Così facendo però tende a reclamizzare oggetti di un desiderio spesso non appagabile, e dunque si fa portavoce non solo di un preciso sistema di valori, ma soprattutto di quell’infelicità tipica di chi sviluppa la coscienza di volere ciò che, per molteplici ragioni, non può avere.

La pubblicità si presenta, riflettendoci un po’ su, anche come un modo per sottrarre a tutti noi ogni giorno la libertà che possediamo, pilotando le nostre scelte senza che ce ne accorgiamo.
Ormai non sfugge a questo fenomeno neanche il settore culturale. Sul “Corriere della Sera” del 3 dicembre scorso, è stato pubblicato un interessante articolo che documentava una stima redatta dal Ministero italiano per i Beni e le attività culturali che vede ai primi posti, con maggior numero di visitatori, tutti quei luoghi direttamente pubblicizzati o reclamizzati in modo indiretto, non esplicito, perché luoghi che sono stati set di film, televisivi o di spot. Un esempio per tutti è il castello di Agliè, ora più noto come il Castello di Rivombrosa, in quanto set della nota fiction “Elisa di Rivombrosa”.

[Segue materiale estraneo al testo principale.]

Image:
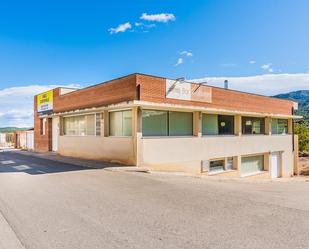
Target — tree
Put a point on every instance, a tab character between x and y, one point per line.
302	130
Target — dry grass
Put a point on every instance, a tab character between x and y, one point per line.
304	165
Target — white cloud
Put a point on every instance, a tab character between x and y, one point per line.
268	67
266	84
179	62
120	28
163	17
16	104
186	53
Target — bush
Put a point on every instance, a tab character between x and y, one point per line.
302	130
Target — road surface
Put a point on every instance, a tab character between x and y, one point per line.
53	205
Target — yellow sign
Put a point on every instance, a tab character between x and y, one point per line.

Fino ad un anno fa, questo castello, a quaranta chilometri da Torino, era meta solo di alcuni cultori o specialisti, per i quali era “semplicemente” l’ex- residenza dei Savoia-Carignano, ma da quando è divenuto location delle riprese della fiction-tv che ha visto consumarsi l’amore tormentato tra la bella Elisa Scalzi ed il conte Fabrizio Ristori, è piombato in vetta alle classifiche tra i luoghi più visitati in Piemonte.
E questo sembra non essere un caso isolato.

Concludendo, ciò su cui si vuole porre l’accento, non è di certo un boicottare la pubblicità o un volerla stupidamente eliminare, ma è un evidenziare gli effetti spesso devastanti di essa, al fine di far riflettere su quanto sembra ormai alla luce della vita di ogni giorno normale, scontato, ovvio, ma che invece nasconde in sé, una forza blanda, sottile, che agisce silenziosa, ma che è capace di forgiare tutto con la sua mano potente ed efficace, come solo uno strumento mediatico sa fare.